Something clicked. She trusted her instinct, read the signs! She killed “Terminal” (I roused myself from a Zoom stupor to shudder with admiration) and went to work, penning 99 poems in less than a year. Sam isn’t a strict formalist, but a little symmetry is nice. Needing an even 100, she wrote the title poem last.
Sam talked about the respect she has for those who write poetry because they just do. Just have to. No degree necessarily, no accolades…just art. Connection. We’re the weak of wares but rich of spirit – hounded and nourished by our compulsions.
Current Wisconsin Poet Laureate, and Milwaukee icon Margaret (Peggy) Rozga wrapped up the night with her poem “Cake and Lemonade for Neighbors”. Peggy co-edited a 2018 anthology. “Where I Want to Live, Poems for Fair and Affordable Housing”. The book was a final project wrapping up two busy years commemorating the 50th Anniversary of Milwaukee’s famous, consequential Open Housing Marches.

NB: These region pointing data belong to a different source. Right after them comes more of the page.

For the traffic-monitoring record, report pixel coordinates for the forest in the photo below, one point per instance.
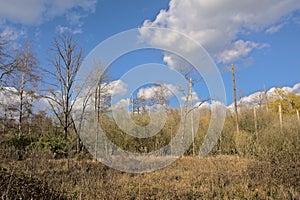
(42, 155)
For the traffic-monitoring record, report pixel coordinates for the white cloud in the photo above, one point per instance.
(274, 29)
(117, 87)
(149, 92)
(33, 12)
(63, 29)
(239, 49)
(216, 24)
(11, 33)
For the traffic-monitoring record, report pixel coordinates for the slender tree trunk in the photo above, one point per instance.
(280, 117)
(192, 120)
(255, 122)
(235, 100)
(20, 125)
(266, 99)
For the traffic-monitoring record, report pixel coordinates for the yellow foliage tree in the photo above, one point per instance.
(289, 102)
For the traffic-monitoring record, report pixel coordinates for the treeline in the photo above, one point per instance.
(264, 131)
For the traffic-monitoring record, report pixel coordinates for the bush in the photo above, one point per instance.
(56, 144)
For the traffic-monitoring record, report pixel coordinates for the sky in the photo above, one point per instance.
(261, 38)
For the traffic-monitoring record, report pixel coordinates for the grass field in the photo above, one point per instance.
(219, 177)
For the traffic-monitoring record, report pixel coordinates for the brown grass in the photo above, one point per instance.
(220, 177)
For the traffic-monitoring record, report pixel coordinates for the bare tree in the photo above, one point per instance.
(6, 60)
(66, 60)
(25, 80)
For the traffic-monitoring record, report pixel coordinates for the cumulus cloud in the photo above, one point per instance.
(239, 49)
(117, 87)
(149, 92)
(274, 29)
(33, 12)
(217, 24)
(64, 29)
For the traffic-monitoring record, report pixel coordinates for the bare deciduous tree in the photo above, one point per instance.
(66, 60)
(24, 80)
(6, 60)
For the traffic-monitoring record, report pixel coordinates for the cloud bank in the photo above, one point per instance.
(218, 25)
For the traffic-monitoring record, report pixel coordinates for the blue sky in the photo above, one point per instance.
(261, 38)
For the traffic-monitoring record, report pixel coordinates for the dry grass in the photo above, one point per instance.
(220, 177)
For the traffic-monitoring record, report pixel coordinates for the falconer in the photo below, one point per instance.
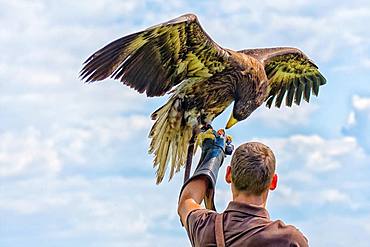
(246, 221)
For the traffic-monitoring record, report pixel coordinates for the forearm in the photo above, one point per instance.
(192, 196)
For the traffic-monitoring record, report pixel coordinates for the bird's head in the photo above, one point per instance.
(241, 110)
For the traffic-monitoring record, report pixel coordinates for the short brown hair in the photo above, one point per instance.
(252, 168)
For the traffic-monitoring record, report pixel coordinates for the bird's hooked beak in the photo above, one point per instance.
(232, 121)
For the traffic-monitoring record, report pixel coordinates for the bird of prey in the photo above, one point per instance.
(202, 78)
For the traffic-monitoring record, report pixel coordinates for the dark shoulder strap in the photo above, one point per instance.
(219, 230)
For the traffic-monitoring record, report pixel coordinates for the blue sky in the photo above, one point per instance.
(74, 168)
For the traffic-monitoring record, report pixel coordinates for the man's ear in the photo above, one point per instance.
(273, 184)
(228, 175)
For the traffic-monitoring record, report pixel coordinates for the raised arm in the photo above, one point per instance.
(201, 185)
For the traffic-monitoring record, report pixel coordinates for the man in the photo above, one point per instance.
(246, 221)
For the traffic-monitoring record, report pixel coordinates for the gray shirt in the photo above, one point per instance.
(244, 225)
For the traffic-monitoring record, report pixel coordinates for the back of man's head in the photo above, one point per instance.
(252, 168)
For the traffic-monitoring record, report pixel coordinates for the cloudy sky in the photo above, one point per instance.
(74, 168)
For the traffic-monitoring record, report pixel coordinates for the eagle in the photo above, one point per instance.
(179, 58)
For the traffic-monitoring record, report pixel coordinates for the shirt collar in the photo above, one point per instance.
(248, 209)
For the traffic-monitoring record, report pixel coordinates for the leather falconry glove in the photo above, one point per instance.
(215, 146)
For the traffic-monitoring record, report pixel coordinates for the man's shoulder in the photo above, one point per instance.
(200, 226)
(284, 232)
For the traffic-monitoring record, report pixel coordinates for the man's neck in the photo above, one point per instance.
(251, 199)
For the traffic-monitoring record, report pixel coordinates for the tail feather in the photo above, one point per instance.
(170, 139)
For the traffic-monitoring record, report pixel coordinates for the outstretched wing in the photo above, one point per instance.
(289, 72)
(158, 58)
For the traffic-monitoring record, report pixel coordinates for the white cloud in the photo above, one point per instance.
(33, 153)
(88, 210)
(314, 152)
(27, 151)
(360, 103)
(333, 196)
(358, 121)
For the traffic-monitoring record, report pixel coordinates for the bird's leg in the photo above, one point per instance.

She wasn’t sure if she’d contribute a poem. How to quantify, qualify the things that make a desirable living situation, a place you’d want to live? Well, for Peggy, it isn’t a subdivision with houses widely separated on large lots. She described a convivial, tolerant, diverse neighborhood…a place where people interact but also give each other a little space. As she laid out the poem, she realized that 41st and Ruby, where she lived when her children were young had been just such a place. She wrote the poem first, and then realized where it came from!
Ex Fabula’s original motto was “Story, Stage, You”, and of course, there are no stories without you, and you and you. But now, it’s “Connecting Milwaukee Through Real Stories”. Emphasis on connecting! Poetry is therapy. It’s art. It’s often storytelling too. It all came together during “Backstory”. A fitting end to National (middle of a pandemic) Poetry Month 2020!